They have certain behaviours or traits we as riders must learn to mesh with - these "traits" being things we don't necessarily address for the purpose of eradicating them. Horses are horses, and even moreso, some are very individualistic beings. "Quirky" horses are often underappreciated amongst the masses, but with the right rider/owner combination, they shine and boy, when it goes good, do they ever sparkle.
With all that being said, have I ever taken a second to explain what a sensitive and hormonal mess Spud is?
I mean, to most, he is the most affectionate, sweetest, and goodest boy in the world.
And truthfully, they wouldn't be wrong.
He is affectionate. He is sweet. And he is a good boy.
|The Best Potato™|
Over the years and as our relationship has blossomed, we've become pretty amicable partners. He is still a very fussy and sensitive flower, and I've learned that I can't change him and do what I can as a driver to emulate positivity and good experiences.
It doesn't mean we avoid the hard stuff, because proper training is important.
But, I don't get mixed up in the details.
And I don't let him drag me into an emotional fight - neither of us win and it only creates a more tense, nervous, and sour horse. Not exactly the vibe I strive for.
|He may be sensitive, but he's as solid as they come.|
What I was even more surprised to find out is how resistant and tight he is in harness this year. It isn't during conditioning drives - he loves those and is happy to trot all day long if the circumstances dictate. However, the more technical and dressage-esque schoolings we've managed to put in have sent him right into pissy pony land.
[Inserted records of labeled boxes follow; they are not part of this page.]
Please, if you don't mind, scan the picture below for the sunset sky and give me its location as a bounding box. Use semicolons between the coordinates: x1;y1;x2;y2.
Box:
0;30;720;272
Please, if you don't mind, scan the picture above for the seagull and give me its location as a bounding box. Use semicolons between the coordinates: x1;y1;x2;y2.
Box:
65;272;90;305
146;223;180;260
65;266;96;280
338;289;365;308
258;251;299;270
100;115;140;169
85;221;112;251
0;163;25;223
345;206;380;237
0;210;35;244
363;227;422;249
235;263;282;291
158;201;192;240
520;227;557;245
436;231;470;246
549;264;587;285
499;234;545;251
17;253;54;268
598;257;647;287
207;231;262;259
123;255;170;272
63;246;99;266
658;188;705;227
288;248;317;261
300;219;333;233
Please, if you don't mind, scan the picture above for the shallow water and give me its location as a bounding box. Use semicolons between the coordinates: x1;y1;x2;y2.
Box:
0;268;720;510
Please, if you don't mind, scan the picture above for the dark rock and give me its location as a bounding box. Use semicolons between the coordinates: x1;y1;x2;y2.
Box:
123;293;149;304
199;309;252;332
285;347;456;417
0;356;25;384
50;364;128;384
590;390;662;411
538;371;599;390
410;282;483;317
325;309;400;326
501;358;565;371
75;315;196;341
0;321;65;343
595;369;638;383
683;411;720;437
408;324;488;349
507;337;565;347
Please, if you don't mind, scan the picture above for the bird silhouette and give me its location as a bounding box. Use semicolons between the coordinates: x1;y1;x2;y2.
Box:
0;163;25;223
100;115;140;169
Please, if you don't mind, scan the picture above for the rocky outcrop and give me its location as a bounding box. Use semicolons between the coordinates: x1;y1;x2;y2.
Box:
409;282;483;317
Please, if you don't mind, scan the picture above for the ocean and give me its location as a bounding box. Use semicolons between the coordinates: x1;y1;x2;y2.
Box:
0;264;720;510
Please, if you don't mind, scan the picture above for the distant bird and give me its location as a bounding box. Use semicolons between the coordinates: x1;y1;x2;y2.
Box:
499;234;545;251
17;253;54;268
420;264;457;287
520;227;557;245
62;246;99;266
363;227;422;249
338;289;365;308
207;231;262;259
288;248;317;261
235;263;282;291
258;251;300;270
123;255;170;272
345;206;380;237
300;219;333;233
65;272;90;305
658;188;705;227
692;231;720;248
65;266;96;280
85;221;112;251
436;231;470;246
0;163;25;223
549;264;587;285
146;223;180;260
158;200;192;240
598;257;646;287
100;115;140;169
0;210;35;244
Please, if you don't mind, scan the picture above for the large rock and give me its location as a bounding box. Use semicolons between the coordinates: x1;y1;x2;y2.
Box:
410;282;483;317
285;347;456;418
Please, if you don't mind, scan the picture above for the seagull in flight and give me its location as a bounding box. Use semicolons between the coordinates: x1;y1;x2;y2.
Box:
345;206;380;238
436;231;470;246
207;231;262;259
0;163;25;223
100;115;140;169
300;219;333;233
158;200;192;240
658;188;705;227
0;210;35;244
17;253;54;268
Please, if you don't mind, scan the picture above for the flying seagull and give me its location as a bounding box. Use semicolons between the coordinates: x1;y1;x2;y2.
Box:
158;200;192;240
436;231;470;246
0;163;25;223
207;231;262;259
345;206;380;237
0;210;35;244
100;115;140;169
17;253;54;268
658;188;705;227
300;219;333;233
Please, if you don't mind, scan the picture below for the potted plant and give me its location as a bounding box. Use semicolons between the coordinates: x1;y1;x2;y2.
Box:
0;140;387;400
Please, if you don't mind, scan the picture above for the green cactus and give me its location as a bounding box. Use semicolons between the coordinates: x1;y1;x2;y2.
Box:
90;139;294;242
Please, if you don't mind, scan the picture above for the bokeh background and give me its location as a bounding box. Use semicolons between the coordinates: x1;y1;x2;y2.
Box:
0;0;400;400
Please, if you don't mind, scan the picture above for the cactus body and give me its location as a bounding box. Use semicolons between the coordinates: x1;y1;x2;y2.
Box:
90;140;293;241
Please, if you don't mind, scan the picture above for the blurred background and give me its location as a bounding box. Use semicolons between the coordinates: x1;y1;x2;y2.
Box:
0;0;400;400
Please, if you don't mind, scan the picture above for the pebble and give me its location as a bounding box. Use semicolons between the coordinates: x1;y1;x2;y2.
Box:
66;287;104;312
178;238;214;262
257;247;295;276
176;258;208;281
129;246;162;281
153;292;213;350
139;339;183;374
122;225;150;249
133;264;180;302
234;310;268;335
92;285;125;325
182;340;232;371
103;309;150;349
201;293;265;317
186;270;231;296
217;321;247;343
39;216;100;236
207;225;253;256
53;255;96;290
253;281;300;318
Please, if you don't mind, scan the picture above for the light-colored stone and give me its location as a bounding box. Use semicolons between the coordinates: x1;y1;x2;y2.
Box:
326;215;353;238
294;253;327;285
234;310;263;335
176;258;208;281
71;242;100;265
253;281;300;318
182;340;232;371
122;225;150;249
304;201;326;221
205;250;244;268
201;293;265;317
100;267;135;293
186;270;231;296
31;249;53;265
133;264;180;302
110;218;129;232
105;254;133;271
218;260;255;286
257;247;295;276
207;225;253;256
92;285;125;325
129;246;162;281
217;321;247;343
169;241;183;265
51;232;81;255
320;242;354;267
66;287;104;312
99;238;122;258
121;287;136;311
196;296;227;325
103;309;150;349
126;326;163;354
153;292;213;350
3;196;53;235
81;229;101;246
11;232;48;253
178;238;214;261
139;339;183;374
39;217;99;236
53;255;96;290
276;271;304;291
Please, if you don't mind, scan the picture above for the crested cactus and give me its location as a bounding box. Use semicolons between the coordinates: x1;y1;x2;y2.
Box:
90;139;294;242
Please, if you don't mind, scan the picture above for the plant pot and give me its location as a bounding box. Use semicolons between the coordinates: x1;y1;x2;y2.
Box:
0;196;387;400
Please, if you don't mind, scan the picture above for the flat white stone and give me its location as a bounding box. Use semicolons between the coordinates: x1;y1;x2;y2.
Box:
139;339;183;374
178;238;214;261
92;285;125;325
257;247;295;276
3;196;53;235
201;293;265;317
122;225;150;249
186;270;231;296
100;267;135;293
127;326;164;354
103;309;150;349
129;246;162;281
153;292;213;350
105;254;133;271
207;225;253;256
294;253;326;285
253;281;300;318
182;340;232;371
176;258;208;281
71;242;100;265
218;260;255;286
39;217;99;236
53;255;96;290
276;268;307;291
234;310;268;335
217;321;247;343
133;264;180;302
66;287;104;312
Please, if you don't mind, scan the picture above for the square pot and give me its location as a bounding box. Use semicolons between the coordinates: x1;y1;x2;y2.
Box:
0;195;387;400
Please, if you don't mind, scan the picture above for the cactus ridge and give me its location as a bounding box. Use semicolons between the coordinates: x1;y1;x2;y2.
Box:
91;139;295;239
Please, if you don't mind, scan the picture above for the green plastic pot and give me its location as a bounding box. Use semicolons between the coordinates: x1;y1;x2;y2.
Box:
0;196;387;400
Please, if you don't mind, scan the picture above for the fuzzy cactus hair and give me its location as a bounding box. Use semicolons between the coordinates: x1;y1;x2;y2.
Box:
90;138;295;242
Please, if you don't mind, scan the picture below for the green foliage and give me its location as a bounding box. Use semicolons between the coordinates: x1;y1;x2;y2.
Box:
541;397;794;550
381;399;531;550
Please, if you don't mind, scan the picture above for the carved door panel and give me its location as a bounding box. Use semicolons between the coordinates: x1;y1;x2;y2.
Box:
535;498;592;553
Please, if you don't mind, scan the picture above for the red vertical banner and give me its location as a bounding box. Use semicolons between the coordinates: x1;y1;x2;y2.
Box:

We had a particularly disastrous drive a few weeks ago, wherein he completely blew off my verbal cues the entire time despite receiving reprimands and reminders (a tap on his butt with the reins was met with absolute and utter meltdowns, so that was fun).
We took some time off to take things back to the drawing board and I lunged him several times to really drive home the verbal cues. He continued to have a pretty sour attitude about work in general, but without the cart in the way, we were able to suss out a few non-negotiables.
|Spud: "This is bullshit"|
Annie: "I'll just watch."
Additionally, since being broke and reliable, Spud hasn't been a main priority for me to school or drill particulars into. I mean, we've still gone to shows and we've still pushed for more, but at the end of the day, these last few years were about Bringing Up Bannie. Time is scarce as an adult amateur, and lack of consistency is also (likely) a large factor in this.
|There is also no horse I trust greater |
with precious cargo than this guy.
The Terrible, No Good Drive, while particularly awful, gave me a lot of information about my mini and what I needed to address on the lunge. Particularly, he expects me to nag him along the entire time. Which, may be motivating for him, but it is absolutely frustrating for me to ask him for the same thing 10x. We practiced a lot of "trot" means "trot" and not "trot then stop and wait for me to ask again" - he was verrrry offended by this but I remained insistent and unchanged by his obvious frustrations and annoyances. Once this happens, he becomes impossible to rate and legs fly every which way.
Spud is a sensitive boy - he takes criticism from his driver to heart, and he frets over it instead of absorbing it and moving on. This prevents him from concentrating on the next series of movements or questions, and he gets all jumbled up and overwhelmed so his solution is to go fast and blow through the aids - because nothing says "I'm listening" like trotting mach 10 towing a cart with a human inside.
|When he is all in and is strong in the bridle, it feels like |
the most magical thing in the world.
All of this to simply say - driving horses don't get chances when it comes to safety.
Since going back to the basics and re-addressing things, he is becoming more amicable and pliable in harness. We've driven a time or two since, and both have been very pleasant. I am dolling out some high value treats (ie. all the carrots) which is not something I have ever done before with him, but I found good success with Annie with this method so I figured it was worth a shot. An obscene amount of praise and cookies being tossed his way has seemed to have boosted his morale and work ethic, which is nice to see.
We still are not passing go.
|He is still a very good boy <3|
But tack changes aren't the holy grail, and while waiting for that to arrive, we're still working towards a happy and positive horse. Making small changes and outlining the expectations in a fair and consistent way gives him the opportunity to seek the "easiest" route. Refusing to engage in his hysterics (ie. Zen Ninja Level 100) negates any escalation and for someone who has dealt with a Meltdown Queen (looking at you Annie) the past few years, I am well-versed in the practice.
|Our happy place!|
With any horse, finding the right balance is important, and sometimes, you have to recognize that you don't get to collect $200 and you don't get to pass go.
Sometimes, you have to hang out on the boardwalk a little longer.